The girl groaned, "I never get to do what I want. I always have to," she raised her hands and used air quotes, "'take it slow.'" Mneme knew she would say something like that: she always did, but she and the girl both knew that too much strain on her heart could cause her to be returned to the hospital for another week.

            "Mom," she continued when Mneme didn't respond, "I'm fine. I know my limits and plus I have my heart-rate watch on. Nothing is going to happen, I promise."

She was always like that. She always thought that just because she was the one who was sick she should be able to do as much as she could with the time given to her. Mneme knew that the girl was usually safe, but things happen and somehow she always ended up back in the hospital with wires and tubes attached to her like puppet strings.

            Ever since she was four years old and was diagnosed with a weak and failing heart, the girl had been in and out of the hospital at least once a month. For 11 years she has put herself and everyone else in her family through more traumatic experiences than anyone should ever have to go through.

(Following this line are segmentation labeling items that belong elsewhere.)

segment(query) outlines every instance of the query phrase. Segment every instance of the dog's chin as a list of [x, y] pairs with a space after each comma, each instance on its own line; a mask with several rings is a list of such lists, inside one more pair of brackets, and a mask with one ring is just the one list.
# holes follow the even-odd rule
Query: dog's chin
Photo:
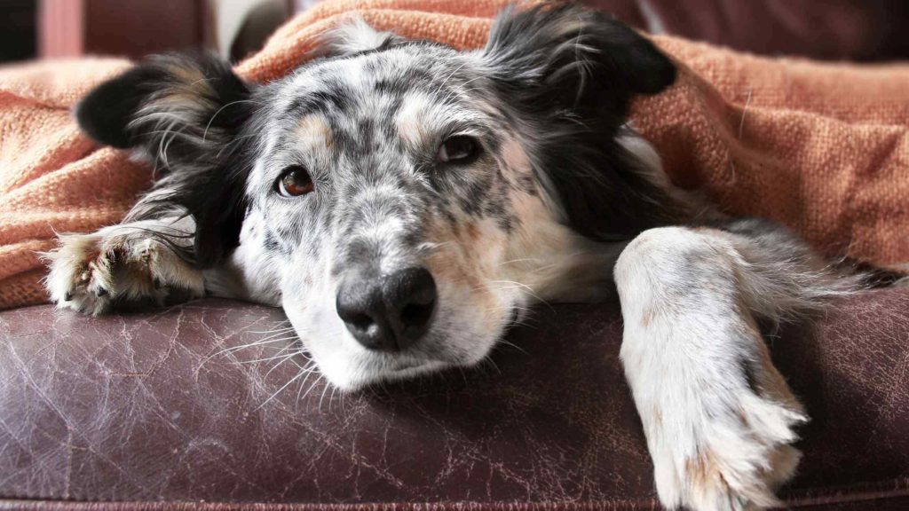
[[[453, 356], [450, 352], [432, 353], [415, 350], [400, 354], [384, 354], [356, 349], [339, 356], [320, 360], [315, 356], [316, 366], [328, 382], [345, 392], [355, 392], [383, 383], [415, 379], [454, 367], [470, 367], [477, 365], [492, 350], [495, 338], [490, 338], [488, 346], [474, 346], [468, 352]], [[479, 349], [478, 349], [479, 348]], [[315, 355], [315, 354], [314, 354]]]

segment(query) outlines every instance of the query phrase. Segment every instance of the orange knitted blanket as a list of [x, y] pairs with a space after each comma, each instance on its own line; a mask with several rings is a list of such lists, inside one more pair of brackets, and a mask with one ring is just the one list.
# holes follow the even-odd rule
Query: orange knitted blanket
[[[237, 65], [254, 81], [303, 62], [350, 11], [380, 29], [481, 46], [507, 0], [330, 0], [287, 23]], [[727, 211], [773, 218], [814, 246], [879, 266], [909, 261], [909, 65], [768, 59], [673, 37], [665, 94], [638, 100], [635, 127], [671, 177]], [[119, 60], [0, 70], [0, 308], [46, 301], [36, 251], [55, 233], [116, 223], [150, 170], [78, 133], [70, 108]]]

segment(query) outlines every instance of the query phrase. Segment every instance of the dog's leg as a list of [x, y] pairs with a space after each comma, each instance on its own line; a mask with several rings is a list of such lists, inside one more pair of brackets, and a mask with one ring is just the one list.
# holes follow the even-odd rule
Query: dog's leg
[[768, 225], [653, 229], [616, 263], [621, 357], [668, 508], [774, 506], [798, 463], [793, 427], [806, 417], [756, 318], [811, 309], [854, 280]]
[[58, 306], [88, 315], [201, 296], [203, 274], [191, 262], [195, 230], [191, 216], [175, 215], [63, 235], [45, 255], [45, 286]]

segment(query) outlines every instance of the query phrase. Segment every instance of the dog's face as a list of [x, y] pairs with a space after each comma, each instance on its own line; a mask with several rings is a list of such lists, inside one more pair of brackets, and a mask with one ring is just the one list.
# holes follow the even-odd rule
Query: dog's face
[[674, 69], [627, 27], [556, 7], [504, 13], [473, 52], [362, 23], [333, 41], [255, 89], [216, 64], [134, 70], [119, 131], [91, 96], [79, 113], [169, 168], [201, 262], [239, 244], [334, 384], [479, 362], [534, 299], [605, 291], [592, 239], [666, 214], [619, 137]]

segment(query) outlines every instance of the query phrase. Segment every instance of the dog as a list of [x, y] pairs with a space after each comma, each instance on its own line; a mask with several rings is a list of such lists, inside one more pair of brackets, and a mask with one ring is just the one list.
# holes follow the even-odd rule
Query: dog
[[351, 391], [476, 365], [539, 301], [617, 299], [663, 505], [778, 504], [806, 416], [764, 336], [864, 281], [670, 183], [627, 115], [671, 59], [567, 4], [506, 8], [474, 51], [355, 21], [319, 52], [267, 85], [158, 56], [83, 99], [85, 132], [158, 178], [122, 224], [60, 236], [53, 301], [283, 307]]

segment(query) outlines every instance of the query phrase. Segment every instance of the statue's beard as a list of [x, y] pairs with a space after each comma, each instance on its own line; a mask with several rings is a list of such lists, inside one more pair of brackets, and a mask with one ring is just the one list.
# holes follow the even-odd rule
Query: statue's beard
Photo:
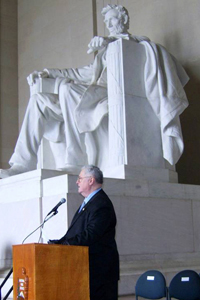
[[125, 32], [125, 26], [123, 24], [118, 24], [115, 27], [111, 28], [109, 30], [109, 32], [110, 32], [111, 36], [113, 36], [113, 35], [119, 35], [119, 34]]

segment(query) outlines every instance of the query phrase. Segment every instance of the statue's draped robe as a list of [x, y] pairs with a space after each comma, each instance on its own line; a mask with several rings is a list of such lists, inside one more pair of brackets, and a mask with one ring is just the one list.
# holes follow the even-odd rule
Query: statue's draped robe
[[[146, 97], [160, 120], [163, 157], [175, 164], [184, 148], [179, 115], [188, 105], [183, 89], [188, 76], [164, 47], [148, 38], [120, 37], [133, 39], [145, 47]], [[34, 169], [44, 136], [53, 142], [66, 143], [66, 165], [93, 163], [102, 167], [109, 138], [106, 50], [107, 47], [100, 50], [94, 63], [83, 68], [45, 69], [49, 77], [56, 78], [55, 94], [36, 94], [34, 100], [30, 99], [11, 165], [17, 162]], [[31, 119], [35, 122], [35, 117], [31, 112], [37, 110], [34, 103], [38, 100], [42, 109], [41, 104], [37, 105], [38, 124], [33, 128], [34, 123], [30, 122]]]

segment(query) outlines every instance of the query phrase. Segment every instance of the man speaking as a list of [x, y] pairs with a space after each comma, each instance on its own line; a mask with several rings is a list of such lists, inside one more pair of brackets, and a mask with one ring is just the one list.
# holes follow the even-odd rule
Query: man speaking
[[102, 190], [103, 173], [85, 166], [78, 179], [78, 192], [85, 198], [67, 233], [49, 244], [89, 246], [90, 299], [117, 300], [119, 255], [115, 241], [116, 215]]

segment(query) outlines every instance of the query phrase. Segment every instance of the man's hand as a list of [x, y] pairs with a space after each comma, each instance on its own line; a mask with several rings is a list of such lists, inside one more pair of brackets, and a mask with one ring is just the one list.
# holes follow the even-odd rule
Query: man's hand
[[35, 83], [35, 78], [47, 78], [49, 77], [46, 71], [34, 71], [27, 77], [27, 81], [29, 85], [33, 85]]
[[99, 49], [104, 48], [109, 43], [109, 40], [107, 38], [101, 37], [101, 36], [95, 36], [91, 39], [90, 43], [88, 44], [88, 51], [87, 53], [90, 54], [92, 52], [95, 52]]

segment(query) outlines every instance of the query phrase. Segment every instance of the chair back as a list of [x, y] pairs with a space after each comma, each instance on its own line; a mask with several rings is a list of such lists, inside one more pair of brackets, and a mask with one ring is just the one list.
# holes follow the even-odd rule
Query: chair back
[[163, 274], [157, 270], [149, 270], [143, 273], [135, 286], [135, 297], [146, 299], [161, 299], [167, 297], [166, 280]]
[[200, 277], [193, 270], [177, 273], [169, 285], [169, 299], [200, 300]]

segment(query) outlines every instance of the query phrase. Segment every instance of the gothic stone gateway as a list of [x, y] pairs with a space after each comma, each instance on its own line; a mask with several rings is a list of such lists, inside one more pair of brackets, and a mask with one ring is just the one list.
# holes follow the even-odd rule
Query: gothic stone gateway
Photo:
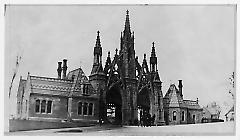
[[[121, 33], [120, 50], [116, 50], [111, 61], [108, 53], [105, 68], [102, 68], [102, 48], [100, 44], [99, 32], [96, 45], [94, 47], [94, 63], [89, 81], [93, 88], [100, 93], [101, 110], [100, 116], [106, 119], [106, 108], [111, 105], [116, 106], [115, 115], [122, 124], [132, 124], [138, 119], [138, 108], [148, 109], [150, 114], [156, 115], [156, 123], [164, 124], [163, 117], [163, 95], [161, 91], [161, 81], [157, 71], [157, 57], [154, 43], [150, 58], [150, 70], [147, 66], [146, 55], [144, 55], [143, 65], [138, 62], [134, 50], [134, 33], [130, 30], [129, 14], [127, 11], [125, 28]], [[113, 93], [114, 92], [114, 93]], [[141, 96], [147, 98], [143, 98]], [[111, 99], [111, 100], [110, 100]], [[148, 99], [148, 101], [145, 101]], [[146, 103], [148, 102], [148, 103]]]
[[64, 60], [63, 67], [62, 62], [58, 62], [58, 78], [28, 74], [27, 80], [20, 80], [18, 118], [103, 120], [131, 125], [139, 120], [140, 114], [147, 112], [155, 116], [156, 125], [201, 121], [202, 109], [198, 100], [183, 100], [181, 80], [179, 89], [174, 84], [170, 85], [163, 98], [154, 42], [150, 67], [146, 54], [140, 65], [135, 56], [134, 32], [130, 29], [128, 11], [125, 28], [121, 32], [120, 50], [116, 49], [112, 60], [108, 52], [104, 68], [99, 34], [98, 31], [89, 79], [81, 68], [66, 75], [67, 60]]

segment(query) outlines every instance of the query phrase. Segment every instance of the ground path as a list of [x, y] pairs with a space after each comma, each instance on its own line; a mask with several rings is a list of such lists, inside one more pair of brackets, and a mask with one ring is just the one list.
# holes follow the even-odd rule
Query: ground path
[[234, 135], [234, 122], [204, 123], [174, 126], [92, 126], [44, 129], [5, 133], [6, 135], [85, 135], [85, 136], [199, 136]]

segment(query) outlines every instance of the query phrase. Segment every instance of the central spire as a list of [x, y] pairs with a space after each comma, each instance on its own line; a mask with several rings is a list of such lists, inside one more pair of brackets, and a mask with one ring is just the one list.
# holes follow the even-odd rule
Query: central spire
[[99, 36], [100, 32], [97, 31], [97, 39], [96, 39], [96, 47], [101, 47], [101, 42], [100, 42], [100, 36]]
[[129, 11], [126, 11], [126, 21], [125, 21], [125, 28], [124, 28], [124, 36], [129, 36], [131, 35], [131, 30], [130, 30], [130, 21], [129, 21]]

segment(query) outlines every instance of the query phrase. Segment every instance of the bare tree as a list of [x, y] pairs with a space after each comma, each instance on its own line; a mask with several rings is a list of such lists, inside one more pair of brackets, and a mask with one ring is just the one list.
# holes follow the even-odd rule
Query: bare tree
[[18, 67], [19, 67], [19, 64], [21, 62], [21, 59], [22, 59], [22, 56], [18, 54], [17, 58], [16, 58], [16, 62], [15, 62], [15, 67], [13, 69], [13, 76], [12, 76], [11, 83], [10, 83], [10, 86], [9, 86], [9, 93], [8, 93], [9, 98], [11, 97], [13, 82], [16, 78], [16, 75], [17, 75], [17, 72], [18, 72]]
[[231, 85], [231, 89], [229, 89], [229, 94], [232, 96], [232, 99], [235, 99], [235, 95], [234, 95], [234, 82], [235, 82], [235, 76], [234, 76], [234, 72], [232, 73], [231, 77], [229, 77], [230, 80], [230, 85]]

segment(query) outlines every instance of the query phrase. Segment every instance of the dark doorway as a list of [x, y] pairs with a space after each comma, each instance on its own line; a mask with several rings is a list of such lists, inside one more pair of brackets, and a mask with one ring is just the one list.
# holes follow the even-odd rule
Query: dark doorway
[[107, 92], [107, 119], [111, 124], [122, 123], [122, 97], [118, 86]]
[[150, 98], [149, 89], [142, 89], [137, 95], [137, 106], [138, 106], [138, 121], [141, 121], [143, 116], [147, 116], [150, 110]]

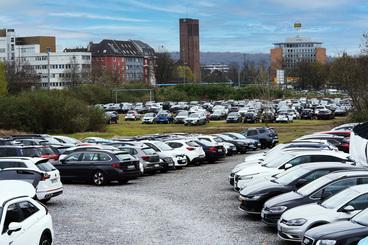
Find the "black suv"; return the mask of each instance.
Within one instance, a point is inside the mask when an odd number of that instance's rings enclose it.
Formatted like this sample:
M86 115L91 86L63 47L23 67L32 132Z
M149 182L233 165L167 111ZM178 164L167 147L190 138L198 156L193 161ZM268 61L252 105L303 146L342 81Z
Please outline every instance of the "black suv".
M247 138L258 140L262 149L265 149L266 147L272 148L279 143L279 137L273 128L249 128L248 130L241 132L241 134Z

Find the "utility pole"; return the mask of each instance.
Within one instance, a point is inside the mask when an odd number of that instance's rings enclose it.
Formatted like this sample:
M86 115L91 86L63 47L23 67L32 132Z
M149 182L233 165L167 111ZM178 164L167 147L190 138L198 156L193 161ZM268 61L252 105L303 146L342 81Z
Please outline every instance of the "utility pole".
M51 89L50 83L50 48L47 48L47 89Z

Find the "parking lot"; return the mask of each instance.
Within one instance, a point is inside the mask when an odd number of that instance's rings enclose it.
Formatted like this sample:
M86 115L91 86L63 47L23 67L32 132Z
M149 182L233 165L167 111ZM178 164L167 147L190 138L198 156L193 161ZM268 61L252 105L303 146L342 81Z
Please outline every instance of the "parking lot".
M244 157L126 185L65 184L64 195L48 203L56 244L281 244L274 230L238 210L227 176Z

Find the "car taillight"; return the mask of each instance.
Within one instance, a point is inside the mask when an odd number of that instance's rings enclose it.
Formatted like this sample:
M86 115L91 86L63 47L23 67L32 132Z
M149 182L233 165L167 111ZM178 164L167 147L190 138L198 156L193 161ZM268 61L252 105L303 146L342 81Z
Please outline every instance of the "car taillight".
M41 181L48 180L48 179L50 179L50 177L51 177L51 176L50 176L48 173L44 173L44 174L43 174L43 176L42 176Z
M211 148L209 149L209 151L210 151L210 152L217 152L217 148L216 148L216 147L211 147Z
M149 161L149 158L150 158L149 156L143 156L142 157L143 161Z
M120 168L121 166L120 166L120 163L113 163L113 164L111 164L111 167Z

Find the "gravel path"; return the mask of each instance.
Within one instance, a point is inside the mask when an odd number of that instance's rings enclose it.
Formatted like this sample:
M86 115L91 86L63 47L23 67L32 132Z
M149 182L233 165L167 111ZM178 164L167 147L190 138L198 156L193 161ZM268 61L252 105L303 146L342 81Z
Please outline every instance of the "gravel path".
M48 204L56 244L281 244L238 210L227 176L244 155L126 185L64 185Z

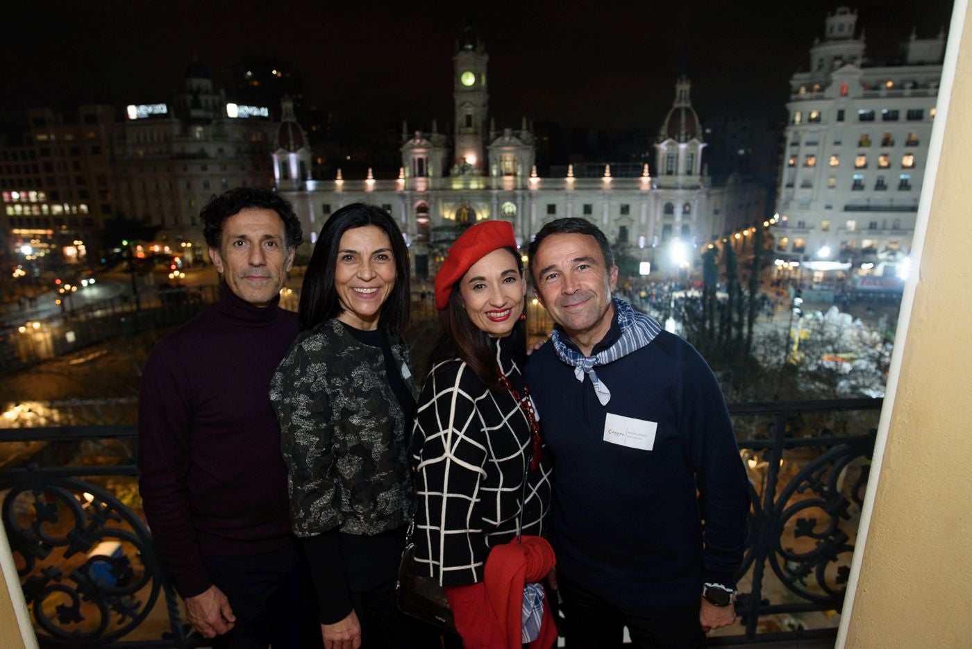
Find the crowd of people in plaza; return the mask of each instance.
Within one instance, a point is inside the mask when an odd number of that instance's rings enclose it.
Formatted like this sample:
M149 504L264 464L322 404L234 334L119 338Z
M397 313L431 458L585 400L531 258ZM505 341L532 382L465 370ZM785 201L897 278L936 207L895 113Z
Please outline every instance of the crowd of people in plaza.
M601 649L627 628L687 649L733 623L749 495L725 401L632 308L671 292L619 291L596 225L546 223L528 264L510 223L466 229L421 287L441 334L416 367L383 209L328 219L296 313L279 306L292 206L240 188L200 216L221 298L153 350L138 461L156 551L212 646ZM528 349L532 296L555 324ZM404 612L402 561L450 624Z

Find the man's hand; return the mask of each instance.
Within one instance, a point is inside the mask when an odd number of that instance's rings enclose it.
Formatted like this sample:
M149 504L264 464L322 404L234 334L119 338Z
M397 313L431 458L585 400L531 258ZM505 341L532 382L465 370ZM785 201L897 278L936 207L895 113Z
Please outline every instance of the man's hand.
M229 600L216 586L186 598L186 617L193 629L209 638L227 632L236 622Z
M708 633L712 629L727 627L736 620L736 605L716 606L705 598L702 598L702 608L699 609L699 623L702 632Z
M352 610L340 622L321 625L321 637L324 649L360 649L362 626L358 623L358 614Z

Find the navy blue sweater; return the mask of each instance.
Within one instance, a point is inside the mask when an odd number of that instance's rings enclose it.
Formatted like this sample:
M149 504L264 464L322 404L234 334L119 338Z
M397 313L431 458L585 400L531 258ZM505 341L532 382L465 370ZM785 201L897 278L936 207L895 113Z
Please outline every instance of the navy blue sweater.
M616 321L595 354L616 340ZM569 342L563 332L561 340ZM553 455L558 571L627 608L690 605L705 582L732 585L746 536L748 481L709 365L662 331L595 371L610 390L606 406L552 343L527 364ZM604 441L608 413L657 423L651 450Z

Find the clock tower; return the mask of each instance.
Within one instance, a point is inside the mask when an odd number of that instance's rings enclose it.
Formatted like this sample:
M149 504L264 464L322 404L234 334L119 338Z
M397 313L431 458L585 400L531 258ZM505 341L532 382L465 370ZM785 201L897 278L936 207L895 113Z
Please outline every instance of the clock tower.
M486 168L483 159L483 136L489 91L486 85L486 47L467 24L453 62L453 97L456 102L455 160L453 175L481 176Z

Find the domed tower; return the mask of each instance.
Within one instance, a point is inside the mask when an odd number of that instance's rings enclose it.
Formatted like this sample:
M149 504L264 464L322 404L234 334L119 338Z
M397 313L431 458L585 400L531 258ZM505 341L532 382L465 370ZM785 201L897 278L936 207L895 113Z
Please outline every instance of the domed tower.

Once, when she was six, she wanted to learn how to swim. One day she went swimming without her floaties on; she had said beforehand that she knew how to swim and that she didn't need them. While she was swimming her heart stopped for a couple of seconds, but it was long enough for her body to start sinking and for her to start drowning. The ride in the ambulance afterward was the most agonizing time in Mneme's life. Up until then she had held out hope that her little girl would someday be cured, or that she would have more time with her. The doctors had all said she had, at most, until her eighteenth birthday before she would need to have a heart transplant. They never said that keeping her alive until a transplant became available would be so difficult and heart wrenching.